= Compile time =

Time when a program is compiled

In computing, compile time is the period of time when a compiler processes source code into other code that is more readily executable typically object code or byte code. Compile time is a phase in the operational life cycle of a program as it transitions from development to execution. The length of time it takes to compile is usually referred to as compilation time although compile time might also be used.

Compile time can be subdivided by the phases of a compiler. Most compilers have at least the following phases: syntax analysis, semantic analysis, and code generation. Many compilers include one or more optimization phases. For example, each constant expressions might be evaluated via compile-time execution to produce a value that results in improved runtime performance.

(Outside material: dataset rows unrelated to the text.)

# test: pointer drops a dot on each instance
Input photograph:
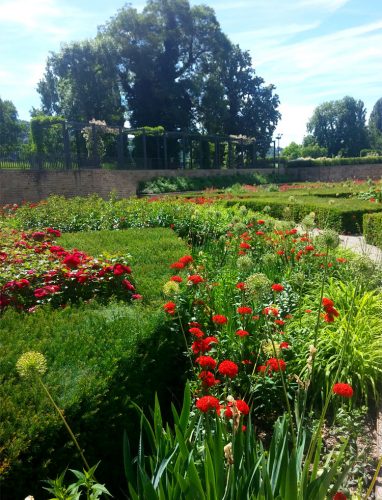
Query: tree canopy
(340, 126)
(375, 125)
(169, 65)
(11, 128)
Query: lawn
(277, 333)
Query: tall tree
(234, 100)
(11, 128)
(80, 83)
(340, 126)
(375, 125)
(159, 52)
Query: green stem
(374, 480)
(65, 423)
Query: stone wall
(31, 185)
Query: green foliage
(372, 229)
(345, 216)
(185, 462)
(81, 83)
(350, 347)
(98, 358)
(320, 162)
(45, 136)
(171, 184)
(86, 485)
(11, 128)
(340, 126)
(151, 249)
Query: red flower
(72, 260)
(195, 279)
(245, 245)
(240, 286)
(219, 319)
(177, 265)
(208, 379)
(277, 287)
(170, 308)
(206, 362)
(339, 496)
(38, 235)
(128, 285)
(242, 333)
(276, 364)
(228, 412)
(270, 311)
(197, 332)
(344, 390)
(186, 259)
(228, 368)
(177, 279)
(207, 403)
(54, 232)
(244, 310)
(242, 406)
(327, 302)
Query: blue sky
(312, 50)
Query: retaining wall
(31, 185)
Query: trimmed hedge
(100, 358)
(345, 216)
(372, 229)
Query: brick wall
(30, 185)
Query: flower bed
(36, 271)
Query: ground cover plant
(98, 353)
(269, 319)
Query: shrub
(372, 229)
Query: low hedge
(331, 162)
(100, 358)
(372, 229)
(345, 216)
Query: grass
(152, 251)
(100, 358)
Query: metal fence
(65, 147)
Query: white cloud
(292, 125)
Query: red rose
(242, 333)
(277, 287)
(208, 379)
(195, 279)
(206, 362)
(276, 365)
(219, 319)
(244, 310)
(197, 332)
(207, 403)
(344, 390)
(240, 286)
(228, 368)
(177, 279)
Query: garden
(205, 346)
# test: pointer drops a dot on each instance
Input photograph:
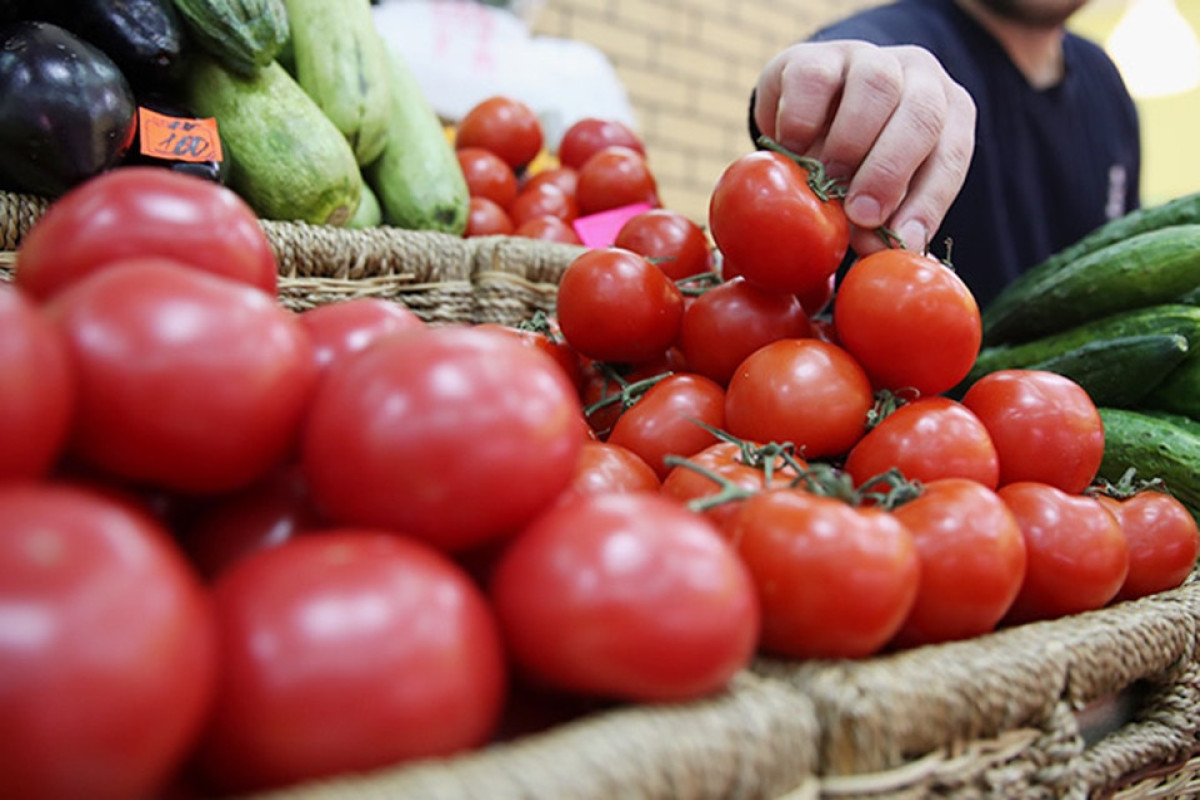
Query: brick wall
(688, 67)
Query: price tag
(178, 138)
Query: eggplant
(66, 110)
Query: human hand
(887, 119)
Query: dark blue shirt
(1050, 164)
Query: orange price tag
(178, 138)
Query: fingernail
(864, 211)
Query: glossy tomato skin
(804, 391)
(910, 320)
(450, 434)
(138, 211)
(503, 126)
(109, 666)
(729, 322)
(37, 402)
(772, 228)
(1045, 427)
(927, 439)
(208, 388)
(972, 560)
(616, 306)
(627, 596)
(834, 581)
(376, 637)
(1163, 541)
(1078, 554)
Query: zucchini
(341, 61)
(1155, 446)
(286, 158)
(1149, 268)
(417, 179)
(243, 35)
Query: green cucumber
(1157, 447)
(418, 179)
(286, 158)
(1149, 268)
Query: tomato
(612, 178)
(972, 560)
(451, 434)
(833, 581)
(807, 392)
(137, 211)
(586, 137)
(487, 175)
(504, 126)
(927, 439)
(1045, 427)
(373, 637)
(627, 596)
(772, 228)
(910, 320)
(549, 229)
(1163, 541)
(724, 325)
(664, 421)
(341, 329)
(615, 305)
(1077, 553)
(543, 200)
(676, 244)
(487, 218)
(37, 402)
(108, 659)
(187, 380)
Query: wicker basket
(1104, 704)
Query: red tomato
(337, 330)
(487, 175)
(807, 392)
(37, 402)
(927, 439)
(138, 211)
(373, 637)
(972, 560)
(1163, 541)
(616, 306)
(1078, 554)
(487, 218)
(187, 380)
(451, 434)
(1045, 427)
(549, 229)
(628, 596)
(676, 244)
(834, 581)
(663, 421)
(588, 136)
(108, 659)
(724, 325)
(772, 228)
(503, 126)
(910, 320)
(612, 178)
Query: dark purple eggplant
(66, 110)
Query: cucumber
(341, 62)
(418, 179)
(1122, 371)
(1155, 446)
(286, 158)
(1145, 269)
(1167, 319)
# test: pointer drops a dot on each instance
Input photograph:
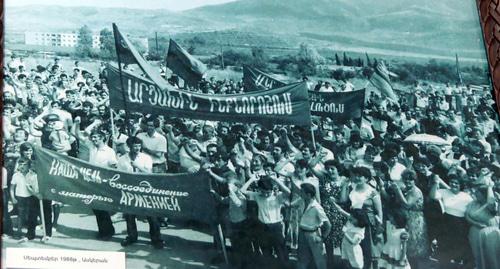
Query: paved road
(185, 248)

Properties of a program that can be determined at compile time include range-checks (e.g., proving that an array index will not exceed the array bounds), deadlock freedom in concurrent languages, or timings (e.g., proving that a sequence of code takes no more than an allocated amount of time). For statically-typed languages such as C++, Java or Rust, types are checked at compile time to ensure type safety.

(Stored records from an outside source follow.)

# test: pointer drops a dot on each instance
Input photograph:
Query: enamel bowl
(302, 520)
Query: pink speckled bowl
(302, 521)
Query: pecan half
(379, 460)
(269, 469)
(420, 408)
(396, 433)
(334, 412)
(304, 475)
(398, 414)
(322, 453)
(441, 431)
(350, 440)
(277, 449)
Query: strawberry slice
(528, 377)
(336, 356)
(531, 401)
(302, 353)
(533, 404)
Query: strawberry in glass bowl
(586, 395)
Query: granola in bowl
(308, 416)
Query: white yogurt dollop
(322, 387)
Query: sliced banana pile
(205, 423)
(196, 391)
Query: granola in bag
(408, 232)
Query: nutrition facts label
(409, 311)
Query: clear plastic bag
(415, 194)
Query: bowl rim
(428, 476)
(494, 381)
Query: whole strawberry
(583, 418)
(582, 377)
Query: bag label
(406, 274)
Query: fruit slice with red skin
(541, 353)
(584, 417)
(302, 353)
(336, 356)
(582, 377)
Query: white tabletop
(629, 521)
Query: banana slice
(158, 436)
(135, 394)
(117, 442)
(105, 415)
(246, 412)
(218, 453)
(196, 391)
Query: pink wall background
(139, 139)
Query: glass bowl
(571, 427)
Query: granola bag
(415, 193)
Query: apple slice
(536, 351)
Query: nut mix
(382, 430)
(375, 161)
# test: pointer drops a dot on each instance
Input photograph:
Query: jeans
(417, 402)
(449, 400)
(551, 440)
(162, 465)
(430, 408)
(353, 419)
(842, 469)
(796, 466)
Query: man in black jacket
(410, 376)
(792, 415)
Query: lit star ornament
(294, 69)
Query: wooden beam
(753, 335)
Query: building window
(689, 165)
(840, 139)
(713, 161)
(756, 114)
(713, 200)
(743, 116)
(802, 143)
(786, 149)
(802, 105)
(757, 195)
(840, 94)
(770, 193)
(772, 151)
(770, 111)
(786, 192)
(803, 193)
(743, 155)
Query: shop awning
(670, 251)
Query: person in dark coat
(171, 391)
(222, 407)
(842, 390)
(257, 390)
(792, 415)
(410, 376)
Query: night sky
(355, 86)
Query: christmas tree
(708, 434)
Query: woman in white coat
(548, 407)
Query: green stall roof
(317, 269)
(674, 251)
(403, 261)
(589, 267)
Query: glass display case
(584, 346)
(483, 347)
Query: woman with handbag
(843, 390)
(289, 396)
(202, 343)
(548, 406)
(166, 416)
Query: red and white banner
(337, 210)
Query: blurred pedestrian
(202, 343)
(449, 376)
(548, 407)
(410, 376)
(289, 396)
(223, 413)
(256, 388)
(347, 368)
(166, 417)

Compiling is typically part of a build process (at build time). A build may also include linking (at link time). Run time is the duration when the program is running.

Often, compilation occurs as a separate step before running a program. But with dynamic compilation, transformation to machine language happens as part of the process of running it intertwining run time and compile time. Often this is split into two distinct processes: a build-time process that converts source code to an intermediate representation (IR) and a run-time process that converts the IR to machine code.